While we can applaud de Forest Brush for dignified depictions of Native American people, rather than as caricatures, he still in some ways treats the dramatized figures in his paintings as stand-ins for his own ideas, rather than as individuals. They sometimes act merely as symbols for his fantasy of “untouched civilization,” similar to the treatment of Eastern cultures in Orientalist art and literature. De Forest Brush once said, “In choosing Indians as a subject for art, I do not paint from the historian’s or the antiquary’s point of view.…Therefore, I hesitate to attempt to add any interest to my pictures by supplying historical facts.
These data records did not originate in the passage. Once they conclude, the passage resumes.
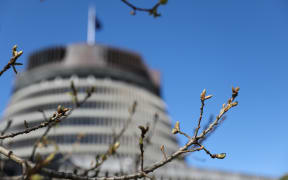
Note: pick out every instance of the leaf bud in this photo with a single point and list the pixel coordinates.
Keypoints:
(203, 94)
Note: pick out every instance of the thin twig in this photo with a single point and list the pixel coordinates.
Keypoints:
(12, 63)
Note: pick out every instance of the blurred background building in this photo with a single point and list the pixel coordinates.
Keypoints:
(120, 77)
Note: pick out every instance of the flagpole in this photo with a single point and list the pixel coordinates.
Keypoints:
(91, 25)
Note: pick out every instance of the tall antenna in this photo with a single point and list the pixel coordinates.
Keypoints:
(91, 29)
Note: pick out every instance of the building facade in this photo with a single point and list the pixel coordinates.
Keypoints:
(120, 78)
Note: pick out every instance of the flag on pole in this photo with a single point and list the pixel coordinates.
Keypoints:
(93, 25)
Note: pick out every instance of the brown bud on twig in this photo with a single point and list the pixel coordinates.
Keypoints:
(132, 109)
(203, 94)
(132, 12)
(234, 104)
(208, 97)
(220, 156)
(176, 128)
(26, 124)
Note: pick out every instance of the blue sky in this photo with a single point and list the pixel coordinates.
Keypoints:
(196, 44)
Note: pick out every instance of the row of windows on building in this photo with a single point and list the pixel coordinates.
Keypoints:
(70, 139)
(86, 105)
(86, 121)
(82, 89)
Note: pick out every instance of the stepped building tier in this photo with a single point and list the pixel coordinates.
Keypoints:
(119, 78)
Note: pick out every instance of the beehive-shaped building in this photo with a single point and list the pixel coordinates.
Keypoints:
(120, 78)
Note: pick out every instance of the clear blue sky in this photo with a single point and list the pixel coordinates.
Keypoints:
(196, 44)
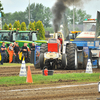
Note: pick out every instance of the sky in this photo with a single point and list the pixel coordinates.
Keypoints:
(91, 6)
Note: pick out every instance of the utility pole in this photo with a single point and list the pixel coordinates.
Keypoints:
(29, 11)
(73, 17)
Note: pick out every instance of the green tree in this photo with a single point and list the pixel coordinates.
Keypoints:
(33, 26)
(5, 27)
(1, 8)
(23, 26)
(50, 29)
(17, 25)
(10, 25)
(41, 30)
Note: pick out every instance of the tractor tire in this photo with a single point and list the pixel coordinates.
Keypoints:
(6, 59)
(64, 61)
(41, 60)
(72, 61)
(44, 48)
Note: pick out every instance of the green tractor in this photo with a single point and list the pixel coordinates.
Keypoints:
(5, 36)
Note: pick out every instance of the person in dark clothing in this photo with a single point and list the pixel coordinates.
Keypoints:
(3, 48)
(24, 51)
(32, 52)
(16, 53)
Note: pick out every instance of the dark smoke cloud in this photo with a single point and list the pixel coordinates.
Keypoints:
(59, 8)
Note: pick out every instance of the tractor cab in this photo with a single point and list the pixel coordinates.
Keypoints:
(72, 35)
(50, 53)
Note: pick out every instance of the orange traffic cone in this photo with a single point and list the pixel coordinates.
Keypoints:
(29, 76)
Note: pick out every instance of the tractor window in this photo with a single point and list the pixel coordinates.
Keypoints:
(22, 36)
(34, 38)
(4, 36)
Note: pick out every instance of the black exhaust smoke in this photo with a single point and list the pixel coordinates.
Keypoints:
(59, 8)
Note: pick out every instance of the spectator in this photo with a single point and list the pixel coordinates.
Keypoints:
(16, 53)
(24, 51)
(11, 52)
(3, 48)
(32, 52)
(13, 48)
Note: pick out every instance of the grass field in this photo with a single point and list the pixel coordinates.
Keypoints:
(40, 79)
(14, 64)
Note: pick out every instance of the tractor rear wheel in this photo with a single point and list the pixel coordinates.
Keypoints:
(41, 60)
(72, 61)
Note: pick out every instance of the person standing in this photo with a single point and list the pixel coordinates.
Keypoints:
(16, 53)
(24, 51)
(32, 52)
(11, 52)
(3, 48)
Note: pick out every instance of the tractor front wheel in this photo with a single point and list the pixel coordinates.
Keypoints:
(72, 59)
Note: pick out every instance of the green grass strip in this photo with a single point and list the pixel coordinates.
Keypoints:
(38, 79)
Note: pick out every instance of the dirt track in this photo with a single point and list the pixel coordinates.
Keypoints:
(13, 71)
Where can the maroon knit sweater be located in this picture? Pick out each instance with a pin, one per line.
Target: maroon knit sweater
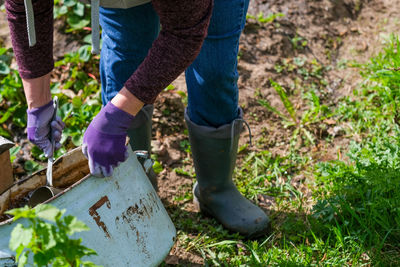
(184, 26)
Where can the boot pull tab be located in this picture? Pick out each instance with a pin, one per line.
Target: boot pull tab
(30, 22)
(233, 131)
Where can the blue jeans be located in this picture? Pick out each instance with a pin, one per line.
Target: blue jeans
(211, 79)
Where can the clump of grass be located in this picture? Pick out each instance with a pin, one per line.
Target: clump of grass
(362, 199)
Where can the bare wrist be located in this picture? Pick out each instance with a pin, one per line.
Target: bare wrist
(126, 101)
(37, 91)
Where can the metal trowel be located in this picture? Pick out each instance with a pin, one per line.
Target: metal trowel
(44, 193)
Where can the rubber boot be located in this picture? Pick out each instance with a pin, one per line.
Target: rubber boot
(214, 153)
(140, 137)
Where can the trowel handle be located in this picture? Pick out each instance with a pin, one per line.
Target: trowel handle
(55, 105)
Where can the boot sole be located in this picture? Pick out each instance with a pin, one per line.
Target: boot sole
(204, 210)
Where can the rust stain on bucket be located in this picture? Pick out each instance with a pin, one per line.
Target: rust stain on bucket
(93, 212)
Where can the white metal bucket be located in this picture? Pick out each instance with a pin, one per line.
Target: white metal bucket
(128, 223)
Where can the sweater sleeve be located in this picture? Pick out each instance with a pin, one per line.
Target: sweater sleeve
(36, 61)
(184, 26)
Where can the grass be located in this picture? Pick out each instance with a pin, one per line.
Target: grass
(353, 216)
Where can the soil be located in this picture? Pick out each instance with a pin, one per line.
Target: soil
(326, 31)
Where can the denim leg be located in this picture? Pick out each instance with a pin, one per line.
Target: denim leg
(212, 78)
(127, 36)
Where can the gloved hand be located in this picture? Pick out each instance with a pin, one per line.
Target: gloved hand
(104, 140)
(41, 127)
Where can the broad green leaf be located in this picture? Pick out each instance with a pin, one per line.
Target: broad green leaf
(4, 68)
(23, 260)
(79, 9)
(69, 3)
(20, 236)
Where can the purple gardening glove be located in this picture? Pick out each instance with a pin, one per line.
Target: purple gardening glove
(104, 140)
(41, 127)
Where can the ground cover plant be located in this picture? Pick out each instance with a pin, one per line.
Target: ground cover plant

If I were required to resort to this in order to bring out the poetry, I would drop the subject at once.” The pure white lily can be seen as one of these poetic references to virginal land and traditions yet unsullied by European interference. 

The bird upon the man’s back, which looks like a pair of angel’s wings, is a Roseate Spoonbill, a species hunted almost to extinction by European Americans who valued the pink-tinged feathers for decorating ladies’ hats. We can understand its inclusion as a message from de Forest Brush - who did sincerely befriend and learn from many different Indian cultures throughout his life - warning of the threats facing Native American people, and as a call for preservation and peace. Later in life, de Forest Brush was reportedly so distraught at his government’s treatment of Native people that he stopped painting them as subjects altogether. His daughter, Thea Cabot, said: “He was heartbroken about how the Indians...had been cheated of everything...These Indians were his friends and after seeing what had happened to them, he couldn't paint them anymore.”